Tribunal Administrativo decidirá. Lusófona vai responder pela forma como avaliou Miguel Relvas em 2006/2007

Primeiro foram a Inspecção-Geral de Educação e Ciência (IGEC) e o ministro da Educação, Nuno Crato, a questionar a validade da licenciatura de Miguel Relvas. Agora é o Ministério Público (MP) a defender a anulação. Resta ao tribunal decidir se o ex-governante perde o grau académico.

"O MP no Tribunal Administrativo do Círculo de Lisboa intentou acção administrativa especial na qual peticiona, para além do mais, a declaração de nulidade do acto de atribuição de licenciatura a Miguel Relvas", fez ontem saber a Procuradoria-Geral da República.
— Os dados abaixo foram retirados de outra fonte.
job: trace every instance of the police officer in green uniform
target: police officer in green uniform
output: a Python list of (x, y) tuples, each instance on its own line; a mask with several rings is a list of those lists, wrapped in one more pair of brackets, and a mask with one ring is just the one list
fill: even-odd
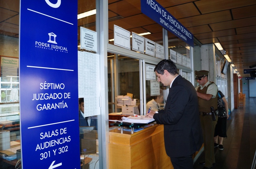
[(205, 161), (199, 164), (204, 165), (204, 169), (211, 169), (215, 165), (213, 135), (218, 117), (216, 116), (215, 121), (213, 120), (210, 107), (213, 107), (214, 110), (217, 110), (218, 87), (214, 83), (208, 81), (208, 71), (196, 71), (195, 73), (196, 80), (199, 84), (199, 85), (196, 87), (196, 90), (204, 137), (205, 156)]

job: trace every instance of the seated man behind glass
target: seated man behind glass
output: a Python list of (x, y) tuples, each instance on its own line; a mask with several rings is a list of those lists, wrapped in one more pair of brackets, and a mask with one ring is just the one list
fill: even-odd
[(151, 110), (152, 111), (156, 111), (160, 110), (160, 104), (163, 103), (163, 96), (162, 94), (156, 96), (152, 100), (148, 102), (146, 105), (146, 112), (148, 111), (149, 107), (151, 107)]
[(86, 116), (84, 113), (83, 98), (79, 98), (79, 126), (95, 126), (97, 130), (97, 116)]

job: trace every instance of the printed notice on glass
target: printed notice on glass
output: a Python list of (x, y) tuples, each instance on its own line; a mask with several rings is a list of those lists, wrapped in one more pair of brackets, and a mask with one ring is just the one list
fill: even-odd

O processo 1596/13.2BELSB deu entrada e foi distribuído à Unidade Orgânica 3 na terça-feira. A acção foi proposta contra a Universidade Lusófona de Humanidades e Tecnologias (ULHT) "tendo como contra-interessado Miguel Relvas e teve por base um relatório da IGEC", diz a procuradoria em comunicado. O conceito de contra-interessado define, basicamente, alguém que pode ser prejudicado, caso uma determinada acção tenha procedência. E, por isso, Relvas poderá ser chamado.

Manuel José Damásio da ULHT explicou que a instituição ainda não foi chamada "a apresentar quaisquer elementos". "O que obviamente faremos se e quando chamados. Até lá não fazemos quaisquer comentários sobre o processo administrativo em curso." O PÚBLICO tentou também contactar Miguel Relvas, sem sucesso. À edição online do Expresso o ex-ministro disse não ter sido notificado.

Foi em Julho de 2012 que foi tornado público que Relvas tinha feito uma licenciatura em apenas um ano. O caso causou surpresa no meio académico. A consulta ao dossier do ex-aluno na ULHT - autorizada uma semana depois de o PÚBLICO dar conta do percurso do então ministro - adensaria mais as dúvidas. O curso de Ciência Política e Relações Internacionais era composto por 180 créditos, mas Relvas viu serem-lhe atribuídos 160 por lhe ter sido reconhecida a sua experiência profissional.

Teve assim que fazer apenas quatro disciplinas, em 2006/07, entre as quais Introdução ao Pensamento Contemporâneo. O que está em causa, na acção agora em tribunal, é a forma como Relvas foi avaliado nessa disciplina - com base na discussão oral de sete artigos da sua autoria, o que, segundo a IGEC, desrespeitava os regulamentos gerais da universidade em vigor, que obrigavam à realização de um exame escrito. A IGEC também levantou dúvidas aos créditos atribuídos em vários dos processos de creditação que analisou na ULHT, incluindo o de Relvas. Mas o resultado da "acção sequencial" instaurada para esclarecer essas dúvidas não é ainda conhecido.

Em Abril, o ministro da Educação enviou para o MP o relatório da IGEC sobre a avaliação a Pensamento Contemporâneo - algo que foi conhecido pouco depois de Relvas comunicar ao país que se ia embora do Governo por falta de "condições anímicas".